O Marco Civil da Internet, de 2014, diz que, “se uma empresa está passando os dados pessoais de alguém para um terceiro, a pessoa deve concordar com isso e esse consentimento precisa ser “livre, expresso e informado”.

“No caso do cadastro ou dos termos de consentimento de um produto, até que ponto o consumidor entendeu com o que está concordando ou não?”, questiona Caroline Gonçalves, do Trench Rossi Watanabe. 

Consumidor terá de ficar de olho nos seus scores de crédito em diferentes bureaus

Como ficou claro, as empresas e os consumidores não terão apenas uma nota para cuidar, mas várias. De início, pelo menos três, se considerados os maiores bureaus de crédito do país. Isso quer dizer que cada pessoa ou empresa terá olhar, de tempos em tempos, esses scores, e corrigir possíveis incorreções que tenham colaborado para baixar a sua nota. 

Basicamente, quanto mais próxima de 1.000, melhor o score do consumidor ou da empresa. Mas uma boa ou uma má nota é uma questão também relativa. Uma rede varejista pode encarar um score 400 de determinado bureau uma boa nota, assim como um banco pode considerar um score bom algo acima de 500. Vai depender da metologia empregada e do perfil dessa loja ou banco. “Alguns varejistas podem entender que podem correr mais risco”, observa Martins.

Mudanças no cadastro positivo também aumentarão competição no setor

Hoje, apenas instituições autorizadas pelo Banco Central podem usar cadastros positivos para análise de crédito. Com a alteração promovida pelo projeto de lei e a regulamentação complementar que o BC publicará em seguida, fintechs (empresas financeiras que usam tecnologia para prestar serviços personalizados, como o Nubank) também poderão ser gestoras de dados.

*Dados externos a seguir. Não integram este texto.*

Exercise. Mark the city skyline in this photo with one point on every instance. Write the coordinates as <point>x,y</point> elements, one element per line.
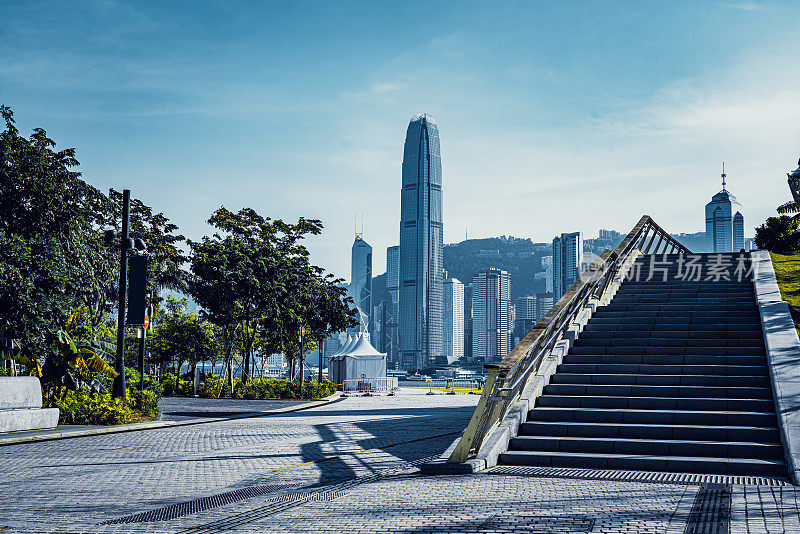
<point>270,108</point>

“A tendência é de que as condições dos empréstimos melhorem se várias instituições puderem usar os dados”, diz Daniel Sivieri Arruda, pesquisador de direito e economia da FGV. “Hoje, as fintechs não têm acesso ao histórico de crédito dos consumidores, o que gera assimetrias.”

Informações erradas no cadastro positivo têm de ser corrigidas em até 10 dias

Tanto o gestor do banco de dados quanto a fonte (o banco, por exemplo) podem ser responsabilizados caso um consumidor seja prejudicado injustamente pelo birô de crédito, se sua nota estiver abaixo do desejado devido a uma cobrança indevida, por exemplo. 

No caso de cadastros de inadimplementos, esse tipo de reclamação já é rotineira. No cadastro positivo, dados desfavoráveis ao consumidor seriam meses sem registro de contas pagas, atrasos no pagamento ou uma quitação de dívida renegociada, entre outros exemplos.

Pelo texto aprovado, os gestores dos dados terão até 10 dias para fazer a correção exigida pelo consumidor. Esse tempo é necessário para consultar a fonte da informação e saber se essa fonte acata a correção do consumidor.